Current Saturday Night Live (SNL) comic Will Forte may have bombed in the recent SNL spin-off MacGruber, but a dream team of SNL alums, including ringleader Adam Sandler, put the luster back in the SNL reputation with the audience-pleasing, all-ages comedy Grown Ups. Directing Sandler for the fifth time (with two more comedies forthcoming), directing vet Dennis Dugan has yet to please critics, but critical word of mouth is unnecessary with a marquee cast of popular funny men unloading all the slapstick gags and sarcastic zingers mainstream audiences want. As an added bonus, writers Fred Wolf and Sandler complement the lowbrow humor with some good-natured lessons regarding middle-aged parenting and the struggle to tear kids from their gadgets in service old-fashioned play. Happy Madison Productions and Relativity Media have stayed true to proven physical comedy formula and produced what's arguably the most family friendly of all Sandler comedies. While critics (like myself) will wonder how a movie boasting Chris Rock, Kevin James, Rob Schneider and Sandler isn't funnier, Grown Ups still promises to be a crossover smash for Columbia Pictures, likely drawing young teens as well as their parents.
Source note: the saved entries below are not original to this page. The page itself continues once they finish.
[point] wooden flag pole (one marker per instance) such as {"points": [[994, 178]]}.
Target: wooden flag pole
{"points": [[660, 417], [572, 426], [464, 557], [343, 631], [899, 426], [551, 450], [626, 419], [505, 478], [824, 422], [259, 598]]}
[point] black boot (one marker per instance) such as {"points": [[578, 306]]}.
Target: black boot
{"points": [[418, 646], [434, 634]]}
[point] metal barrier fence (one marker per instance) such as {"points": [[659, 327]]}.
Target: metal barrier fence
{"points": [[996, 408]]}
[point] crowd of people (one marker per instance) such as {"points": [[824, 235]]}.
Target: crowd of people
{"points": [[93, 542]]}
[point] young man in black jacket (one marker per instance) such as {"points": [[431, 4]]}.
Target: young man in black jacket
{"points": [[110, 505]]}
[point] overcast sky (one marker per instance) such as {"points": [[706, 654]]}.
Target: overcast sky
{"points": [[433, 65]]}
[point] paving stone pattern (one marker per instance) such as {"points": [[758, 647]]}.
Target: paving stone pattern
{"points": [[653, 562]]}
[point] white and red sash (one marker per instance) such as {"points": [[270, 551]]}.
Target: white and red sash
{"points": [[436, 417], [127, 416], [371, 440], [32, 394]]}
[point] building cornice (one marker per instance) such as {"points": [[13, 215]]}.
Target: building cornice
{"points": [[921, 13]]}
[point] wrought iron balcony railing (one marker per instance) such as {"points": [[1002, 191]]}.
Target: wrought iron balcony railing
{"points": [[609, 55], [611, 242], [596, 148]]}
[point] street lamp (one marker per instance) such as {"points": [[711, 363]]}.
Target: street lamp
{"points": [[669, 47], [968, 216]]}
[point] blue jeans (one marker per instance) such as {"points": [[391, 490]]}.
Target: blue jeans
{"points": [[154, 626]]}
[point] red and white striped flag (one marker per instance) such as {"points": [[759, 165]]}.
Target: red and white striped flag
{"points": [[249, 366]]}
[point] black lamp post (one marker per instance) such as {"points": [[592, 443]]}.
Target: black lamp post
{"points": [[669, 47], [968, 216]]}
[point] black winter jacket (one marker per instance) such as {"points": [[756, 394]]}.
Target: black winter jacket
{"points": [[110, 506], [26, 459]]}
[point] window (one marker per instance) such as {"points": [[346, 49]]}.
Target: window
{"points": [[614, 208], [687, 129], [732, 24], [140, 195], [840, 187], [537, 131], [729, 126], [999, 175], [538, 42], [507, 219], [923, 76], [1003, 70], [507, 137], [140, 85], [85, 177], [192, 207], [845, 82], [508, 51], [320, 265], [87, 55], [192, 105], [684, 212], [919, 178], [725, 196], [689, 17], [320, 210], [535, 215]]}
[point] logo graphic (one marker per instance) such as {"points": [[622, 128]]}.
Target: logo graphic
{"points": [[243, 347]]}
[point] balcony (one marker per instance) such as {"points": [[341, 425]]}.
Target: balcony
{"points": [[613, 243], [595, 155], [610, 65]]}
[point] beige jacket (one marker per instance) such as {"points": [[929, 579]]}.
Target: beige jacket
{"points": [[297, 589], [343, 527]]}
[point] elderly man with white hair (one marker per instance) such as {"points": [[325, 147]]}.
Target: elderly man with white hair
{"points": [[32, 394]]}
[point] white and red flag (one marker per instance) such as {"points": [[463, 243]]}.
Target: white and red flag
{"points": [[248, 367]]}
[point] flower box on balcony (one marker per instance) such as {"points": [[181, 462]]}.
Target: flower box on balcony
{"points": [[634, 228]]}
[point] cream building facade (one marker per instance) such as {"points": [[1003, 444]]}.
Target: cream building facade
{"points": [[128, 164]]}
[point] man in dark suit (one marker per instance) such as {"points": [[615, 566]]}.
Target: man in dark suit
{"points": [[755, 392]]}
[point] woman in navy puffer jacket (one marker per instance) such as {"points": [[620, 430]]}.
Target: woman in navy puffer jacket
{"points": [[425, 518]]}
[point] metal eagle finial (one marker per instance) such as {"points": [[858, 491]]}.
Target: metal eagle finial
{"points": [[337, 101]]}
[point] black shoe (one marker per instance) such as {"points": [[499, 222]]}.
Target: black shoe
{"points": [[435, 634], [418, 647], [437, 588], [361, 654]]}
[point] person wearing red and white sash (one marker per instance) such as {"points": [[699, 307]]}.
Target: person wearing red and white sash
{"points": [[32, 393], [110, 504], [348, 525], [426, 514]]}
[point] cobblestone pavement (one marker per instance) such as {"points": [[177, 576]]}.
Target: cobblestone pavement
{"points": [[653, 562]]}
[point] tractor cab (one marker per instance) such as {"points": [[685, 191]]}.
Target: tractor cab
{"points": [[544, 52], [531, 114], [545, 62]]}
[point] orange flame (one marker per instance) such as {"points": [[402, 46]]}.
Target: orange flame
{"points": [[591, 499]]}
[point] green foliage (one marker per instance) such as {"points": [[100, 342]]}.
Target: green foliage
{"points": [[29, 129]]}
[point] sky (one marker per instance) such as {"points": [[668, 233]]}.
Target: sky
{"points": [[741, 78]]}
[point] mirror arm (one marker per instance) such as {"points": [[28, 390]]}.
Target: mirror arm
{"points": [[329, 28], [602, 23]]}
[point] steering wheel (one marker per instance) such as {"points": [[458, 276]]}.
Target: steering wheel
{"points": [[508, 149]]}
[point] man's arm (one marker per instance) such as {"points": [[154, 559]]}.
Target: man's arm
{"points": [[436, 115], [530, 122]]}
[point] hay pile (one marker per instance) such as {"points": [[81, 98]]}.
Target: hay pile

Reviews will be deservedly mediocre at best but Grown Ups will rise to the top of the already impressive Sander box office chart and turn out to be one of his biggest hits.
Five childhood friends and former teammates of their citywide champion junior high basketball team; Lenny (Sandler), Eric (James), Kurt (Rock), Marcus (Spade) and Rob (Schneider) reunite over a Fourth of July weekend at the same lake house where they celebrated their hoops championship 32 years before. Their beloved coach has recently passed away and they've just come together for his funeral. In the process, they also catch up and learn about themselves.
Sandler is the straight man in Grown Ups, playing a high-powered showbiz agent trying to teach some life lessons to his spoiled kids. Luckily, there's abundant lunacy to keep slapstick fans laughing even with a subdued Sandler front and center.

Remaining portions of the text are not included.